Com os dias, Senhora, o leite primeira vez coalhou. A notícia de sua
perda veio aos poucos: a pilha de jornais ali no chão, ninguém os guardou
debaixo da escada. Toda a casa era um corredor deserto, até o canário ficou
mudo. Não dar parte de fraco, ah, Senhora, fui beber com os amigos. Uma hora da
noite eles se iam. Ficava só, sem o perdão de sua presença, última luz na
varanda, a todas as aflições do dia.
Sentia falta da pequena briga pelo sal no tomate — meu jeito de querer bem. Acaso é saudade, Senhora? Às suas violetas, na janela, não lhes poupei água e elas murcham. Não tenho botão na camisa. Calço a meia furada. Que fim levou o saca-rolha? Nenhum de nós sabe, sem a Senhora, conversar com os outros: bocas raivosas mastigando. Venha para casa, Senhora, por favor.
ATIVIDADE
1. Análise e interpretação do conto
TENTAÇÃO
Ela estava com soluço. E como se
não bastasse a claridade das duas horas, ela era ruiva.

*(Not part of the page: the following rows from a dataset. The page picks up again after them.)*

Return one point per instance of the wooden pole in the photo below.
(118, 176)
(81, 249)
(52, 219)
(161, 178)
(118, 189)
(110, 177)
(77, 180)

Na rua vazia as pedras vibravam
de calor - a cabeça da menina flamejava. Sentada nos degraus de sua casa, ela
suportava. Ninguém na rua, só uma pessoa esperando inutilmente no ponto do
bonde. E como se não bastasse seu olhar submisso e paciente, o soluço a
interrompia de momento a momento, abalando o queixo que se apoiava conformado
na mão. Que fazer de uma menina ruiva com soluço? Olhamo-nos sem palavras,
desalento contra desalento. Na rua deserta nenhum sinal de bonde. Numa terra de
morenos, ser ruivo era uma revolta involuntária. Que importava se num dia
futuro sua marca ia fazê-la erguer insolente uma cabeça de mulher? Por enquanto
ela estava sentada num degrau faiscante da porta, às duas horas. O que a
salvava era uma bolsa velha de senhora, com alça partida. Segurava-a com um
amor conjugal já habituado, apertando-a contra os joelhos.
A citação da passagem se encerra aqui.